Chuna (or Tuina) Manual Therapy for Musculoskeletal Disorders: A Systematic Review and Meta-Analysis of Randomized Controlled Trials.

Author information

1
School of Korean Medicine, Pusan National University, Yangsan 50612, Republic of Korea.
2
Korean Medicine Clinical Research Center, Korean Medicine Hospital, Pusan National University, Yangsan 50612, Republic of Korea.
3
Department of Korean Rehabilitation Medicine, Kyung Hee University, Seoul 02447, Republic of Korea.
4
Jaseng Spine and Joint Research Institute, Jaseng Medical Foundation, Seoul 06017, Republic of Korea.
5
Clinical Research Division, Korea Institute of Oriental Medicine, Daejeon 34054, Republic of Korea.
6
Korean Medicine Life Science, University of Science & Technology (UST), Campus of Korea Institute of Oriental Medicine, Daejeon 34054, Republic of Korea.
7
Division of Clinical Medicine, School of Korean Medicine, Pusan National University, Yangsan 50612, Republic of Korea.
8
Spine & Joint Center, Korean Medicine Hospital, Pusan National University, Yangsan 50612, Republic of Korea.

Abstract

Objective:

To review the literature and systematically evaluate the effectiveness of Chuna (or Tuina) manual therapy (C[T]MT) on pain and function for musculoskeletal disorders.

Methods:

We searched 15 English, Chinese, Japanese, and Korean databases using relevant keywords. All randomized controlled trials (RCTs) of C(T)MT for musculoskeletal disorders were considered, and we limited analyses to studies with a low-risk bias for randomization and/or allocation concealment.

Results:

Sixty-six RCTs with 6,170 participants were included. One sham-controlled RCT showed that C(T)MT relieved pain more effectively than a sham control (SMD -3.09 [-3.59, -2.59]). For active-controlled RCTs, pooled meta-analysis showed that C(T)MT had statistically significant effects on pain reduction, especially compared to traction (P < 0.00001), drugs (P = 0.04), and physical therapies (P < 0.0001).
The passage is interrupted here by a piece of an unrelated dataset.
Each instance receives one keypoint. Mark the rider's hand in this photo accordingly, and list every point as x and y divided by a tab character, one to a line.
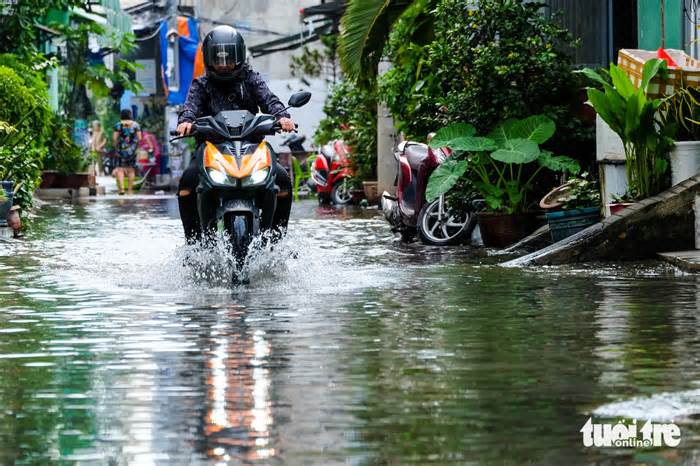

For functional improvement, combined effects of C(T)MT with drugs (P = 0.04) and traction (P = 0.05) also showed similar positive effects.

Conclusions:

This systematic review suggests that C(T)MT is safe and effective for pain reduction and functional improvement for musculoskeletal diseases; however, the evidence for functional improvement was not as strong as for pain reduction. For future studies, high-quality RCTs such as sham-controlled studies with standardized interventions are needed to provide sufficient evidence on the effects of C(T)MT for musculoskeletal diseases. Protocol registration number is CRD42016038307 04/07/2016.